Center for Applied Statistics, Renmin University of China, Beijing, China.
School of Statistics, Renmin University of China, Beijing, China.
Stat Med. 2019 Jul 30;38(17):3221-3242. doi: 10.1002/sim.8172. Epub 2019 Apr 16.
In this article, we consider a semiparametric additive partially linear interaction model for the integrative analysis of multiple genetic datasets. The goals are to identify important genetic predictors and gene-gene interactions and to estimate the nonparametric functions that describe the environmental effects at the same time.

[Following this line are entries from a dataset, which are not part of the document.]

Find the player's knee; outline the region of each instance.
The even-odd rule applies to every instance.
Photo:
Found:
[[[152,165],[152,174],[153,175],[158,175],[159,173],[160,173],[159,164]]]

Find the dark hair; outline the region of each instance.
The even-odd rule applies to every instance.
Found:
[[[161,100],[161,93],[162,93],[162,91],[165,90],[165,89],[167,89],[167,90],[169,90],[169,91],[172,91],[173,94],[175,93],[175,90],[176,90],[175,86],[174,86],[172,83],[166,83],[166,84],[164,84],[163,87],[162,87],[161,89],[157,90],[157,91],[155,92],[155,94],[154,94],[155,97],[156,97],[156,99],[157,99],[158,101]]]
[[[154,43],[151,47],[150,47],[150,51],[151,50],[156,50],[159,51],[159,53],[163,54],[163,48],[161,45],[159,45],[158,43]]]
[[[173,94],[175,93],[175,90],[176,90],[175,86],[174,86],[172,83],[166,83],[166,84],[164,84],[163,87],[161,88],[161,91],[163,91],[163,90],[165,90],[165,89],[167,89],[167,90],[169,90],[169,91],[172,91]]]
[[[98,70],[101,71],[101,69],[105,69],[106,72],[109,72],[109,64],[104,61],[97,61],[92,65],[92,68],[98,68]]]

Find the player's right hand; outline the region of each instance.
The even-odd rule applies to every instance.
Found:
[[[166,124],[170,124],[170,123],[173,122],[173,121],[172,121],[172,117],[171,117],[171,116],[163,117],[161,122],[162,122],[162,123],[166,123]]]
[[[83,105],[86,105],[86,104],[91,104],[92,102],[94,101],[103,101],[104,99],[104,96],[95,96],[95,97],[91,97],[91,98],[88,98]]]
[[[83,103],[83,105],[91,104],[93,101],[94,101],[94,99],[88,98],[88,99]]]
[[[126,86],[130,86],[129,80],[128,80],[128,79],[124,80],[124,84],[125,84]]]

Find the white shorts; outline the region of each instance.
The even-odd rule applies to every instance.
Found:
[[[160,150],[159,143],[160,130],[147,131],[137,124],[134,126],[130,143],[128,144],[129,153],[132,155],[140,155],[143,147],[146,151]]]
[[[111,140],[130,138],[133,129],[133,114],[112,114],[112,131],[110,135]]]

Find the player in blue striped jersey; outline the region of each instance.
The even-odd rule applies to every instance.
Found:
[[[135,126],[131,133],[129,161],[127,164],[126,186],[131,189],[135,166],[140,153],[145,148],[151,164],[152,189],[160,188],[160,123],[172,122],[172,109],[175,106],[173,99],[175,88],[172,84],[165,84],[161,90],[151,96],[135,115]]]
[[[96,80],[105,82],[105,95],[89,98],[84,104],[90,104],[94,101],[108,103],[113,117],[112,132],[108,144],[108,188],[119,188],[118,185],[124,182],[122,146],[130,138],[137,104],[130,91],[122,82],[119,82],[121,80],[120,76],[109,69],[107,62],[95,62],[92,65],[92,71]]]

To find the similarities and differences of the genetic effects across different datasets, we impose a group structure on the regression coefficients matrix under the homogeneity assumption, ie, models for different datasets share the same sparsity structure, but the coefficients may differ across datasets. We develop an iterative approach to estimate the parameters of main effects, interactions and nonparametric functions, where a reparametrization of interaction parameters is implemented to meet the strong hierarchy assumption. We demonstrate the advantages of the proposed method in identification, estimation, and prediction in a series of numerical studies. We also apply the proposed method to the Skin Cutaneous Melanoma data and the lung cancer data from the Cancer Genome Atlas.
在本文中,我们考虑了一种用于综合分析多个遗传数据集的半参数加性部分线性交互模型。目的是识别重要的遗传预测因子和基因-基因相互作用,并同时估计描述环境效应的非参数函数。为了找到不同数据集之间遗传效应的相似性和差异,我们在同质性假设下对回归系数矩阵施加了一个群组结构,即不同数据集的模型共享相同的稀疏结构,但系数可能在数据集之间有所不同。我们开发了一种迭代方法来估计主要效应、交互作用和非参数函数的参数,其中实施了交互作用参数的重参数化,以满足强层次假设。我们在一系列数值研究中展示了所提出方法在识别、估计和预测方面的优势。我们还将所提出的方法应用于来自癌症基因组图谱的皮肤黑色素瘤数据和肺癌数据。